Extend `rolling_exp` to support `pd.Timedelta` objects with window `halflife` #10237

abiasiol · 2025-04-20T00:38:45Z

Tests added
User visible changes (including notable bug fixes) are documented in whats-new.rst

Description

Extended rolling_exp to support pd.Timedelta objects for the window size when using window_type="halflife" along datetime dimensions, similar to pandas' ewm. This allows expressions like da.rolling_exp(time=pd.Timedelta(days=1), window_type="halflife").mean().

Implementation

Matches pandas implementation, allowing the operation only when:
- window is a pd.Timedelta object
- window_type is "halflife"
- dimension is a datetime index
- operation is mean
Take advantage of numbagg's implementation of nanmean which allows alpha to be an array
Ported over _calculate_deltas function rather than relying on pandas' private implementation

Behavior Note

One difference from pandas' behavior: when dealing with nan values and a very short timedelta, this implementation returns nan while pandas appears to carry forward the previous value. This behavior seems more appropriate to me (user can fill it later, if they need to).

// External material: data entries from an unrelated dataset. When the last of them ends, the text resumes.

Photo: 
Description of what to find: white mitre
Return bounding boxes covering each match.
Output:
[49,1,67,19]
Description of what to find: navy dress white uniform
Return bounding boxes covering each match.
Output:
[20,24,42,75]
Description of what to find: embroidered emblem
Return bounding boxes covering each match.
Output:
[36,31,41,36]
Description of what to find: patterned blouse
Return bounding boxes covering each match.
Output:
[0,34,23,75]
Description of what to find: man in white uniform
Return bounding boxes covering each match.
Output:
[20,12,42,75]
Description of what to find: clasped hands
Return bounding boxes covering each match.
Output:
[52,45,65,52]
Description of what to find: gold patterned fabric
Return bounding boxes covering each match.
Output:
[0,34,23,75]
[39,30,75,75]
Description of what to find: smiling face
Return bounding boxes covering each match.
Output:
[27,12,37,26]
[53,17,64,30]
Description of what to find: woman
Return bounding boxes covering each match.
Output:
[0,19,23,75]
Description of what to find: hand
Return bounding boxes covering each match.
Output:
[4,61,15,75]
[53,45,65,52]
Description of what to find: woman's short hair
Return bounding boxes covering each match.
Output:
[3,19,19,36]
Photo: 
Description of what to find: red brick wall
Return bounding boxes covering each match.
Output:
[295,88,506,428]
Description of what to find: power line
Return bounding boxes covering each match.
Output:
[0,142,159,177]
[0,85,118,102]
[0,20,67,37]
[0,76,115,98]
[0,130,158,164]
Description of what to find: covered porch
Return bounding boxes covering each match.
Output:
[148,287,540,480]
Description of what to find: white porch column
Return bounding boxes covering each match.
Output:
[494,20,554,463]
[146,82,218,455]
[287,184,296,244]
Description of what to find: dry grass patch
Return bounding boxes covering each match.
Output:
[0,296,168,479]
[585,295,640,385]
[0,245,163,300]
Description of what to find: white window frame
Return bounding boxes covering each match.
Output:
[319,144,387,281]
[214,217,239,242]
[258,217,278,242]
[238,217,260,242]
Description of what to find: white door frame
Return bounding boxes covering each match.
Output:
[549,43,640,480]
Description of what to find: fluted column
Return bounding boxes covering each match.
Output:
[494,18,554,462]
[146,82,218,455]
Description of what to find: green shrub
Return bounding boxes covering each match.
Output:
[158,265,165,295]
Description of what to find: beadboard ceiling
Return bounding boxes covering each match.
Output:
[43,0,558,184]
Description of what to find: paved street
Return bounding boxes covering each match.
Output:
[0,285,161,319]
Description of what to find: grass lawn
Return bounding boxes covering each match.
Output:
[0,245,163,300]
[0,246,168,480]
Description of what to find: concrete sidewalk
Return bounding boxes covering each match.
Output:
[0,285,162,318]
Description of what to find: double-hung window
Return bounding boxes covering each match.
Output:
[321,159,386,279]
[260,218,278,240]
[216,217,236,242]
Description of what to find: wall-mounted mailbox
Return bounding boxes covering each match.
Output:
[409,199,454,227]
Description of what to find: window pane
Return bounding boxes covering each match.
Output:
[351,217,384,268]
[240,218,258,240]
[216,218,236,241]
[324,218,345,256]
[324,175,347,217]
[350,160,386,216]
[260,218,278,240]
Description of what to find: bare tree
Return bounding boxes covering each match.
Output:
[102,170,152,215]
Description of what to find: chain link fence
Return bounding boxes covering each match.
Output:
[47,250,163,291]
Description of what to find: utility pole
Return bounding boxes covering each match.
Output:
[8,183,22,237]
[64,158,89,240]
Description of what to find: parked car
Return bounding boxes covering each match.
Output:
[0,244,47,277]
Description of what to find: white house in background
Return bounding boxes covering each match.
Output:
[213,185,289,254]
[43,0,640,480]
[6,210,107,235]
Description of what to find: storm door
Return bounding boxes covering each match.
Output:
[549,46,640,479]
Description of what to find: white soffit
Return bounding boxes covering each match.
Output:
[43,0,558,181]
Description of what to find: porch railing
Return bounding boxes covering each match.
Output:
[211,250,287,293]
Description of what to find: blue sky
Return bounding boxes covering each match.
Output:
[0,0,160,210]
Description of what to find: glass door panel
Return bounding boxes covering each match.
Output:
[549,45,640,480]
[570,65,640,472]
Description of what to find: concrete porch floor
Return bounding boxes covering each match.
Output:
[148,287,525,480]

Example demonstrating the difference:

times = pd.date_range("2000-01-01", freq="1D", periods=21)
da = DataArray(
    np.random.random((21, 4)),
    dims=("time", "x"),
    coords=dict(time=times),
)
da = da.where(da > 0.2)
da.to_pandas().ewm(halflife=pd.Timedelta(minutes=1), times=da.time.values).mean()
da.rolling_exp(time=pd.Timedelta(minutes=1), window_type="halflife").mean().to_pandas()

Added validation and calculation functions for halflife operations. Updated docstrings and type hints accordingly. Moved _calculate_deltas literally from pandas/window/core/ewm.py to not rely on internal pandas function.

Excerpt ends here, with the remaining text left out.